The Policy on Sponsorships and Advertising in Campus Publications states that “campus units may accept sponsorships, acknowledge, or accept advertisements or advertising in campus publications only in accordance with this policy and applicable procedures. “.

When asked if academic staff are aware that suggested resources such as social media are unreliable, Associate Chancellor Kaler replied, “Yes. These systems may be incomplete, but we always help students with landlord issues, advocate for them with landlords, and provide a connection to campus and community resources for help.

The University provides students with certain resources regarding tenant rights and housing options. However, it is not known how many students know they have access to these services.

Bashi Mandava, a recent University of Illinois graduate, described the process of finding an apartment on campus as “quite stressful.”

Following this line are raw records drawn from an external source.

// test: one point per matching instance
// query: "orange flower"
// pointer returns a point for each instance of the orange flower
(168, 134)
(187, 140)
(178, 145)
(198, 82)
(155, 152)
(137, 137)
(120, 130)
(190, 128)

“I was not very aware of my rights as a tenant,” Mandava said. “It takes time and research to look at these things and most students already have a list of other things to do each week that are very difficult to find the time to do. I wish the university would provide more access to small size classes or videos that explain our rights to us, I think that would benefit a lot of students.

She noted several factors that student renters should consider.

“There are a lot of factors to consider as you can imagine,” she said. “Rent, site security, proximity to campus, experiences of previous tenants, etc.” and it is often difficult to get a good representation of the place as a whole online, especially during the pandemic. “

Many students express similar concerns about finding apartments because it is a daunting task.

Esther Patt, former director of the CU Tenants Union, said that while students may not be aware of the resources provided, they are still there, and it is up to each student to seek them out and be diligent when looking for apartments.

But Patt added, “I think it’s critical that students have a way to distinguish bad owners from good owners, especially now that a small number of large companies and several out-of-town companies dominate the market. . Ten years ago there were many more BONS small homeowners in the campus area.

While Patt said it would be ideal to have a resource for all housing needs, she said the reality of the situation is that “everyone wants a place that has all of this information, but it doesn’t. there isn’t a single place where all of this information exists “.

While this is an important task, Patt cautions potential tenants that “the less you are in your scrutiny of an apartment before you rent it, the more likely you are to have problems.”

Patt said while working with tenants, “when the students say ‘I don’t have time to shop for an apartment’, I invest the time in advance. ‘”

She said she was concerned that “people will pay a lot more attention to selecting a cell phone plan than selecting an apartment,” and strongly advises tenants to do their best research. their abilities, because it will be their home.

When researching, Patt recommends reading the lease when evaluating landlords. She said,

“One of the biggest mistakes is for people to assume that most of what they think is ‘right’ is a protected legal right,” she said. “Almost all of a tenant’s questions about what is expected of them or what the landlord is responsible for are answered in the lease. ”

For this reason, Patt urges tenants to “make sure the lease includes all the promises you think were made to yourself and doesn’t require anything from you that you don’t like,” she says, “If it doesn’t. is not in the lease, it is not promised to you.

Ciara Johnson also contributed to this story.